Most of all, this is a novel full of heart. You know how I know? There are moments – brief, but crucial – that are written from the dog’s perspective. And not in a cheesy or gimmicky way, either, but in one that just sort of makes sense. It’s not just full of heart, though – this is a novel about hearts. About how our hearts grow, heal, change – especially in the wake of loss, whether that loss is personal, spiritual, physical, or something else entirely. I had a preconception (from nowhere, to be honest – it just seemed instinctual) that this novel would be only that sort of novel – but it turns out, that was a misconception. This isn’t the kind of novel you could turn into a movie, like a slightly more grown-up Jonathan Tropper novel – instead, it’s something a bit more akin to Saul and Patsy: a novel about people trying to make their lives and all of the complexities that come with trying to do so.
Nothing is quite what you think it’s going to be in this novel. The prose becomes sparse just as you’d expect it to grow lush. The scene shifts just when you’re prepared for it to plow on ahead. And while you can undoubtedly predict some of the plotlines of some of the characters, I’d wager that most of your predictions will be unfulfilled within the present tense action of the novel. Does that make sense? Let me put it another way: it’s pretty obvious, for example, how Sam and Ava’s plotlines might develop – but they only develop so far by the time the last page is turned. And that’s okay. Sometimes it’s irritating or even a sign of bad writing for an author to leave things up in the air – but instead, Mahoney knows exactly when to draw the curtain. We don’t need to see what we assume may eventually happen, because the story that is being told here… this is the logical place to end it. The turning point, if you will.

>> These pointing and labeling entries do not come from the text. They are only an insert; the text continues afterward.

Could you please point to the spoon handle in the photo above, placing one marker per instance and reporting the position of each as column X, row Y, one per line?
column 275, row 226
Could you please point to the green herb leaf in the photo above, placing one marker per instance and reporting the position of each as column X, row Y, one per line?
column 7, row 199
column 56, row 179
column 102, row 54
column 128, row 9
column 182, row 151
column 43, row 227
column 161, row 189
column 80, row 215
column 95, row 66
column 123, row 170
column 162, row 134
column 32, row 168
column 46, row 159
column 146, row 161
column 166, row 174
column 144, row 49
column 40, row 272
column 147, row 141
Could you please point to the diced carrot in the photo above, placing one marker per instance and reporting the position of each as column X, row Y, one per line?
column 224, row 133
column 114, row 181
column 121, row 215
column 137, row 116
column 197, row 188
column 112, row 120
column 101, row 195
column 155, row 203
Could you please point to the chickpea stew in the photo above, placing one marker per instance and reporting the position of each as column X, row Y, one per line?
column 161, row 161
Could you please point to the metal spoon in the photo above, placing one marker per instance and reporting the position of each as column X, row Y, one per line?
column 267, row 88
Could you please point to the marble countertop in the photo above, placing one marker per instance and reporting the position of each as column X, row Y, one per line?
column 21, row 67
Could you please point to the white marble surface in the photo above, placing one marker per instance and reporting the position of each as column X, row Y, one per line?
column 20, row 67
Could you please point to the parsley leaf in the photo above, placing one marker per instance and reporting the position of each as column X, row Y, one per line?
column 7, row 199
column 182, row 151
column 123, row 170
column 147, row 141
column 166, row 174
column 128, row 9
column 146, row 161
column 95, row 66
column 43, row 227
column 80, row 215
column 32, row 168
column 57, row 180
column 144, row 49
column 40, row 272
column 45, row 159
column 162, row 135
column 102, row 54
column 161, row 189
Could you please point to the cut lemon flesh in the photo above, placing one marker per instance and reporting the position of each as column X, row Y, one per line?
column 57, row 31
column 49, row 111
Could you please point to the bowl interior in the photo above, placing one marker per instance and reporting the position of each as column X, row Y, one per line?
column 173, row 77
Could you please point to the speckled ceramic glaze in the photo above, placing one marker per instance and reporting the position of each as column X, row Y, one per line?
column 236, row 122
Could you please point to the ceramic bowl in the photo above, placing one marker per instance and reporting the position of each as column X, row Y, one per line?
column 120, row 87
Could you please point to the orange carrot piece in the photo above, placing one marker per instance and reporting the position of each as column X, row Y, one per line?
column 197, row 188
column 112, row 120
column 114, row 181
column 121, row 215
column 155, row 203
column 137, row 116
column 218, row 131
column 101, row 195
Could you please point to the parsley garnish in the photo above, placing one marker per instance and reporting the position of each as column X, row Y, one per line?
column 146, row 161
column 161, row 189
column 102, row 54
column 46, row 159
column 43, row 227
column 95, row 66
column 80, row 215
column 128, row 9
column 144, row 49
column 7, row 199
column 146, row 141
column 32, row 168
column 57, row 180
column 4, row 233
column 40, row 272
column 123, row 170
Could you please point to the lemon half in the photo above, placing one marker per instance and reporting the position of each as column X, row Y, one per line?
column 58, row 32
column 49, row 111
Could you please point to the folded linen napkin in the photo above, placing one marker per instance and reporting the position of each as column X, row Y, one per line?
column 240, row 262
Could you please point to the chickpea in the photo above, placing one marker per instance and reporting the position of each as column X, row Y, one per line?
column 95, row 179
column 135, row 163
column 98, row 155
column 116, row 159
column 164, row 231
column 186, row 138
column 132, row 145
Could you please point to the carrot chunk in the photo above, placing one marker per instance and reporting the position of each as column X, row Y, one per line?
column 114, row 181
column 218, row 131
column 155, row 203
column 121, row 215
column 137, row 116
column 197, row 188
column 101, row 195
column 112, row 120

There’s really a marvelous build to the novel. It gets off to a somewhat rocky start and the pace, at times, jerks a bit. We’re tossed from character to character without sense, right away, of why we need to hear from them. Why we need to understand all of these characters in a sort of Edward St. Aubyn-y panorama instead of through regular old authorial omniscience. But as we spend more time with these characters – especially Henry, Ava, and Sam (although not to give Peg, Joan, Nan, and Billy short shrift – despite the fact that Billy, especially, never feels quite fully realized) – the more we realize how lovely it is to spend time with them. By the end of the novel, you feel as though you’ve visited the cabin in the woods and seen Sam’s incredible carvings and that, as you (for those Americans reading – sorry everyone else) sat down to your Thanksgiving meals yesterday, you might well’ve been around a table with these folks just as easily as you were with your own folks.
Rating: 4 out of 5. Some roughness at the beginning and a dark near-twist at the end keep the novel from feeling completely organic and well-formed – but for a debut novel, this is quite impressive. It doesn’t aspire to much and, as a result, it delivers a magnificent reflection on (to coin a phrase….) our fellow mortals. The struggles, the hopes, the dreams, and the efforts that we all must make every day in order to live with one another. It’s funny, it’s romantic ( not ooooh, love, flowers, chocolates, etc. romance but rather the sort of romance you find 30 years into a marriage), it’s sad – and most of all, it is honest. Makes you want to give thanks and rightly so.